The UK’s financial watchdog has proposed a freeze on car finance repayments, ruling out repossessions of vehicles during the coronavirus crisis.
The Financial Conduct Authority (FCA) told car leasing firms today to offer three-month repayment pauses for customers in financial difficulty as a result of coronavirus.
“We are very aware of the continued struggle people are facing as a result of the pandemic,” interim FCA boss Christopher Woolard said.
“We have tailored our measures to specific products.

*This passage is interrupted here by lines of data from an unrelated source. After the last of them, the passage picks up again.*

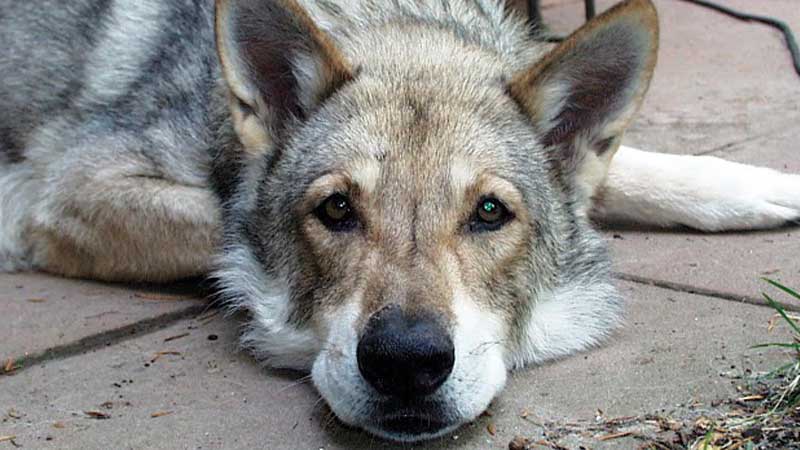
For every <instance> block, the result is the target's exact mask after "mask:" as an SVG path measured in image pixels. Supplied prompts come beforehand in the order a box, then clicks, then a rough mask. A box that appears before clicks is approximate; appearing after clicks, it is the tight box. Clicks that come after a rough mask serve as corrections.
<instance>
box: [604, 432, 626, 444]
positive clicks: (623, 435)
mask: <svg viewBox="0 0 800 450" xmlns="http://www.w3.org/2000/svg"><path fill="white" fill-rule="evenodd" d="M632 434H633V431H623V432H621V433H612V434H607V435H605V436H600V437H599V438H597V440H598V441H603V442H605V441H611V440H614V439H620V438H624V437H627V436H630V435H632Z"/></svg>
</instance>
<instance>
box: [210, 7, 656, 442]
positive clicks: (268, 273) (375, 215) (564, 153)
mask: <svg viewBox="0 0 800 450" xmlns="http://www.w3.org/2000/svg"><path fill="white" fill-rule="evenodd" d="M415 4H416V3H415ZM459 4H460V3H459V2H453V5H452V8H453V9H454V10H455V9H458V7H459ZM373 6H374V5H373ZM395 6H396V5H395ZM388 7H389V6H387V8H388ZM461 7H462V8H466V6H464V5H462V6H461ZM417 8H420V7H419V5H417ZM473 9H474V8H473ZM366 11H367V9H364V11H362V12H363V13H364V14H365V15H368V14H367V12H366ZM418 12H419V11H418ZM451 12H452V11H451ZM329 13H330V14H331V15H332V16H337V17H339V16H342V15H344V13H343V12H342V11H340V10H335V11H332V12H330V11H329ZM420 14H422V13H420ZM454 14H457V13H454ZM489 16H491V15H489ZM495 16H496V17H494V18H492V17H488V18H486V20H487V21H488V22H487V24H486V26H488V27H491V26H494V27H495V28H496V30H495V31H498V32H499V31H504V30H505V31H506V32H507V33H509V35H510V36H512V37H513V36H517V41H518V42H516V41H515V42H516V43H515V44H514V45H516V46H517V47H520V48H514V49H507V48H501V47H502V46H503V45H505V44H507V43H508V42H507V41H502V42H499V41H498V42H496V43H495V44H497V45H494V44H492V42H491V39H492V38H491V33H489V37H488V38H487V37H486V36H477V37H476V36H472V35H470V32H469V29H463V30H462V29H451V28H449V27H448V25H447V24H446V23H444V24H441V23H440V24H439V25H437V26H433V25H432V24H431V22H430V21H429V20H423V19H422V18H419V17H417V18H414V17H406V18H405V20H391V18H389V19H387V18H383V20H373V21H370V20H368V18H365V17H350V18H349V19H347V20H345V19H344V18H342V17H339V18H340V19H341V21H342V23H346V24H348V26H349V28H347V27H345V28H337V27H336V26H334V25H331V24H330V23H326V24H324V26H323V24H321V23H319V22H315V19H312V16H311V15H310V14H309V13H308V12H307V11H306V10H305V9H303V8H302V7H301V6H300V5H299V4H297V3H295V1H292V0H282V1H265V0H221V1H218V5H217V34H218V49H219V53H220V57H221V61H222V68H223V72H224V75H225V78H226V80H227V84H228V88H229V93H230V95H229V98H230V103H231V111H232V113H231V117H232V121H231V127H230V128H231V130H235V137H234V139H231V141H236V143H235V144H230V145H222V146H221V149H220V152H219V155H218V156H217V160H216V162H215V167H214V179H215V182H216V184H217V189H218V191H219V192H220V194H221V197H222V199H223V208H224V213H223V216H224V221H225V246H224V250H223V252H222V257H221V260H220V264H221V268H220V270H219V272H218V273H217V275H218V277H219V279H220V280H221V284H222V289H223V292H224V293H226V294H227V295H228V297H229V298H230V299H231V300H232V302H233V303H234V304H235V305H237V306H240V307H243V308H246V309H247V310H249V311H250V313H251V315H252V321H251V323H250V325H249V327H248V329H247V330H246V332H245V334H244V336H243V341H244V343H245V344H246V345H247V346H248V347H249V348H250V349H251V350H252V351H253V352H254V353H255V354H256V355H257V356H258V357H260V358H261V359H263V360H264V361H265V362H266V363H267V364H269V365H271V366H275V367H289V368H298V369H306V370H307V369H310V370H311V372H312V375H313V380H314V384H315V385H316V387H317V388H318V389H319V391H320V392H321V393H322V395H323V397H324V398H325V399H326V401H327V402H328V403H329V405H330V406H331V408H332V409H333V411H334V412H335V413H336V415H337V416H338V417H339V418H340V419H341V420H342V421H344V422H346V423H348V424H352V425H355V426H358V427H362V428H365V429H367V430H369V431H371V432H373V433H375V434H378V435H380V436H384V437H388V438H391V439H396V440H418V439H423V438H428V437H433V436H437V435H441V434H443V433H446V432H447V431H449V430H452V429H454V428H455V427H457V426H458V425H460V424H462V423H464V422H466V421H469V420H471V419H473V418H475V417H476V416H478V415H479V414H480V413H481V412H482V411H483V410H484V409H485V408H486V407H487V406H488V404H489V402H490V401H491V400H492V399H493V398H494V396H495V395H496V394H497V393H498V392H499V391H500V389H501V388H502V387H503V385H504V383H505V380H506V372H507V370H509V369H510V368H513V367H518V366H521V365H524V364H526V363H529V362H538V361H541V360H544V359H548V358H553V357H559V356H563V355H566V354H569V353H571V352H574V351H577V350H580V349H584V348H587V347H589V346H591V345H594V344H595V343H597V342H598V341H599V340H600V339H601V338H602V337H604V336H605V335H606V334H607V333H608V332H609V330H610V329H612V328H613V326H614V325H615V324H616V323H617V322H618V320H619V317H620V315H621V311H620V309H621V308H620V301H619V297H618V295H617V293H616V291H615V290H614V288H613V286H612V285H611V283H610V276H609V269H608V262H607V257H606V253H605V247H604V244H603V241H602V239H600V238H599V237H598V236H597V235H596V234H595V233H594V232H593V231H592V230H591V228H590V227H589V225H588V221H587V219H586V217H585V216H586V208H587V207H588V204H589V198H590V196H591V195H592V194H593V192H594V189H595V188H596V187H597V186H598V184H599V183H600V182H601V181H602V179H603V177H604V176H605V172H606V168H607V165H608V162H609V160H610V158H611V156H612V155H613V153H614V151H615V149H616V147H617V146H618V145H619V140H620V137H621V134H622V132H623V130H624V128H625V127H626V125H627V124H628V122H629V121H630V120H631V118H632V116H633V114H634V113H635V111H636V109H637V107H638V105H639V103H640V101H641V98H642V96H643V95H644V92H645V90H646V88H647V85H648V82H649V78H650V75H651V72H652V69H653V66H654V63H655V50H656V42H657V24H656V18H655V12H654V10H653V8H652V5H651V4H650V3H649V1H646V0H632V1H628V2H625V3H623V4H622V5H620V6H618V7H616V8H613V9H612V10H611V11H609V12H607V13H606V14H604V15H602V16H600V17H598V18H597V19H596V20H595V21H593V22H591V23H590V24H588V25H587V26H585V27H584V28H582V29H581V30H579V31H578V32H576V33H575V34H574V35H573V36H571V37H570V38H569V39H567V40H566V41H565V42H564V43H562V44H561V45H559V46H558V47H556V48H555V49H554V50H552V51H551V52H550V53H548V54H547V55H545V56H544V57H540V56H541V55H540V54H537V53H541V52H540V51H539V50H538V48H539V47H536V46H535V44H533V43H528V41H527V38H525V37H523V32H522V30H520V29H518V28H519V27H518V26H515V24H514V23H513V20H511V19H508V18H504V17H502V10H500V9H499V7H498V11H497V12H496V14H495ZM493 20H494V22H492V21H493ZM509 21H511V22H509ZM445 22H446V21H445ZM322 29H326V31H322ZM484 32H485V30H484ZM332 36H335V37H336V39H334V38H333V37H332ZM473 38H474V40H472V39H473ZM482 39H483V41H482ZM486 39H488V40H489V41H486ZM504 39H505V38H504ZM508 39H511V38H510V37H509V38H508ZM511 40H513V39H511ZM487 42H488V43H487ZM504 43H505V44H504ZM490 44H492V45H490ZM501 44H502V45H501ZM538 45H540V44H538ZM525 46H530V48H526V47H525ZM231 133H232V134H233V131H231ZM237 138H238V139H237Z"/></svg>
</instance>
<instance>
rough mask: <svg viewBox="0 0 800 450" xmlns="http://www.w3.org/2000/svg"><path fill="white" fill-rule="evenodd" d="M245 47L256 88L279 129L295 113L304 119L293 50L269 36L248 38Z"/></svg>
mask: <svg viewBox="0 0 800 450" xmlns="http://www.w3.org/2000/svg"><path fill="white" fill-rule="evenodd" d="M242 50H243V52H242V53H243V55H242V56H244V58H245V59H246V61H247V62H248V65H249V66H250V70H251V71H252V73H251V74H250V76H251V78H252V80H253V82H254V84H255V87H256V89H257V90H258V92H259V93H260V94H261V98H262V99H263V101H264V102H265V103H266V104H267V107H268V108H270V110H271V111H270V113H271V114H272V120H273V121H275V124H276V125H278V128H280V127H281V126H282V125H283V124H285V123H286V121H287V120H288V119H289V118H291V117H292V116H293V117H297V118H303V117H304V112H303V109H302V108H301V107H300V101H299V99H298V92H297V89H298V85H297V79H296V78H295V77H294V74H293V73H292V70H293V68H292V63H291V61H290V60H289V54H290V51H289V50H288V49H285V48H281V44H280V43H279V42H273V41H270V40H269V39H268V38H264V39H258V40H246V41H244V42H243V44H242ZM275 131H279V130H275Z"/></svg>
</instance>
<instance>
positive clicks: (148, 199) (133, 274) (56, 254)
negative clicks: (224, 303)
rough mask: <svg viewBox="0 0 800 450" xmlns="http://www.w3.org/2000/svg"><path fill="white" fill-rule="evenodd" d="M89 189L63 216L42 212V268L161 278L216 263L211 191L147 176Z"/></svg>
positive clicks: (39, 218) (35, 243) (36, 254)
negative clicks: (123, 187)
mask: <svg viewBox="0 0 800 450" xmlns="http://www.w3.org/2000/svg"><path fill="white" fill-rule="evenodd" d="M123 185H124V186H126V188H125V189H124V190H123V189H122V187H123ZM86 188H87V189H91V190H92V195H91V196H87V195H84V194H82V193H80V192H75V193H74V196H73V197H72V201H71V202H70V203H69V204H67V205H63V206H62V208H63V209H62V217H60V218H59V219H58V222H55V223H53V222H51V220H50V218H49V217H42V216H39V217H36V218H35V219H34V220H33V221H32V223H31V225H30V226H29V229H28V230H27V232H28V233H29V234H30V236H31V238H32V240H33V241H34V242H35V245H34V247H33V259H34V262H35V263H36V265H37V266H38V267H39V268H41V269H42V270H46V271H48V272H51V273H55V274H59V275H65V276H69V277H77V278H91V279H96V280H106V281H147V282H161V281H171V280H175V279H179V278H186V277H191V276H202V275H205V274H207V273H208V271H209V270H210V269H211V267H212V264H211V263H212V258H213V254H214V252H215V251H216V245H217V241H218V239H219V223H218V222H219V218H218V217H217V212H216V211H217V208H216V205H215V201H214V199H213V195H212V194H211V192H210V191H209V190H208V189H205V188H200V187H188V186H180V185H177V184H172V183H170V182H167V181H165V180H155V179H147V178H140V179H129V180H115V181H114V185H113V187H112V186H106V187H103V186H102V182H98V183H96V184H95V185H91V186H86ZM112 188H113V190H112ZM95 189H96V190H95ZM120 192H124V194H122V195H120ZM123 211H124V213H123Z"/></svg>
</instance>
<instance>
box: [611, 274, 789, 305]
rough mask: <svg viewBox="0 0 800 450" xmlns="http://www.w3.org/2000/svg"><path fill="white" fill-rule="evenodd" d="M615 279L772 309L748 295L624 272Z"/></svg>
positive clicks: (647, 285) (779, 301) (781, 301)
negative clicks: (749, 304)
mask: <svg viewBox="0 0 800 450" xmlns="http://www.w3.org/2000/svg"><path fill="white" fill-rule="evenodd" d="M614 277H615V278H617V279H620V280H623V281H629V282H631V283H636V284H643V285H646V286H655V287H658V288H662V289H667V290H670V291H676V292H685V293H687V294H694V295H702V296H705V297H713V298H718V299H722V300H728V301H733V302H738V303H747V304H750V305H755V306H763V307H766V308H769V307H770V306H769V305H768V304H767V303H766V301H764V299H762V298H759V297H751V296H748V295H739V294H734V293H730V292H722V291H717V290H714V289H708V288H703V287H698V286H692V285H690V284H683V283H676V282H673V281H666V280H658V279H655V278H648V277H642V276H639V275H633V274H628V273H622V272H614ZM776 301H777V302H778V303H779V304H780V305H781V306H782V307H783V308H784V309H786V310H787V311H800V305H797V304H794V303H788V302H782V301H780V300H777V299H776Z"/></svg>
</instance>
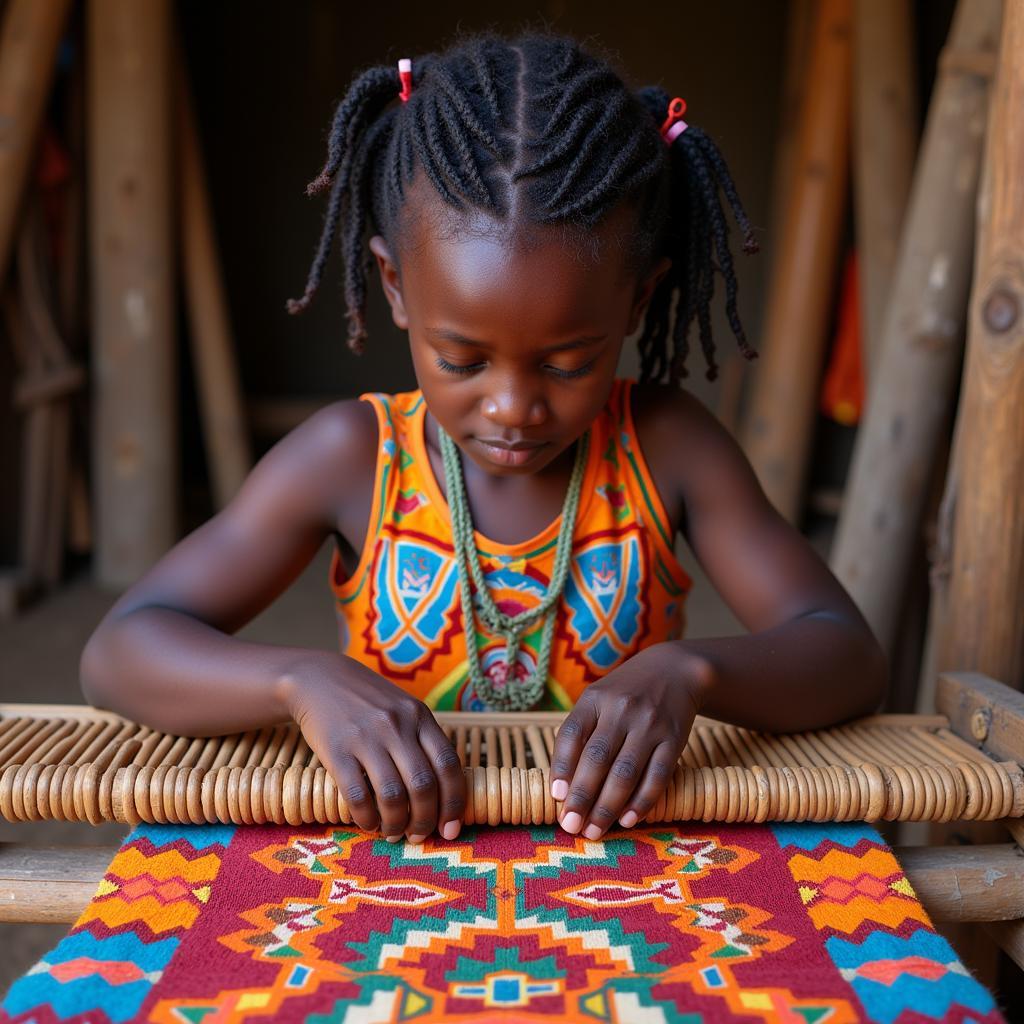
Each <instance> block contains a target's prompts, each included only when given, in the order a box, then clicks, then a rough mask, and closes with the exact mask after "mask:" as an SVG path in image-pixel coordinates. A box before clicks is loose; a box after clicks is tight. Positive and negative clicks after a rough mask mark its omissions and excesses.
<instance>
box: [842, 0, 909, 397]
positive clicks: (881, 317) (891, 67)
mask: <svg viewBox="0 0 1024 1024" xmlns="http://www.w3.org/2000/svg"><path fill="white" fill-rule="evenodd" d="M854 10H855V15H854V42H853V68H854V71H853V81H854V91H853V135H854V147H853V148H854V155H853V156H854V159H853V200H854V213H855V217H856V223H857V253H858V257H859V266H860V284H861V287H860V297H861V323H862V324H863V327H864V330H863V340H864V344H863V353H864V359H865V367H866V370H867V380H868V383H870V381H871V380H872V371H873V370H874V368H876V367H877V364H878V358H879V352H880V350H881V347H882V334H883V322H884V316H885V309H886V302H887V300H888V297H889V286H890V284H891V283H892V280H893V274H894V272H895V270H896V255H897V251H898V248H899V239H900V228H901V226H902V224H903V216H904V213H905V212H906V201H907V197H908V196H909V194H910V182H911V180H912V177H913V158H914V151H915V150H916V144H918V125H916V108H918V102H916V90H915V88H914V80H913V75H914V58H913V11H912V8H911V4H910V0H856V2H855V7H854Z"/></svg>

For most of these proposals, firms and consumers should consider the amount of interest which may build up, and balance this against the need for immediate temporary support.
“If a payment freeze isn’t in the customer’s interests, firms should offer an alternative solution, potentially including the waiving of interest and charges or rescheduling the term of the loan.”
In addition, lenders should offer a one month interest-free payment freeze on short-term credit agreements, while lenders involved in pawnbroking agreements are expected to give customers a three-month payment freeze.
The watchdog today urged lenders against seeking to repossess vehicles or change contracts “in a way that is unfair”.
One example cited was lenders using the temporary drop in car prices caused by the coronavirus lockdown to recalculate end-of-lease balloon payments.
The UK’s car loan market includes 6.5m vehicles financed through leasing agreements.
The measures are set to be rushed into practice by 24 April.
The FCA has already confirmed a three-month freeze on loan and credit card payments due to the unfolding pandemic.
Lloyds Banking Group welcomed the guidance.
Richard Jones, managing director of motor finance and leasing, said the bank has helped more than 50,000 leasing customers so far.
“Customers can apply to defer their payments for up to three months on personal contract purchase, hire purchase and contract hire agreements by using our new online service which enables most customers to action their request instantly,” he said. “There are no missed payment fees and a customer’s credit rating will not be adversely impacted.”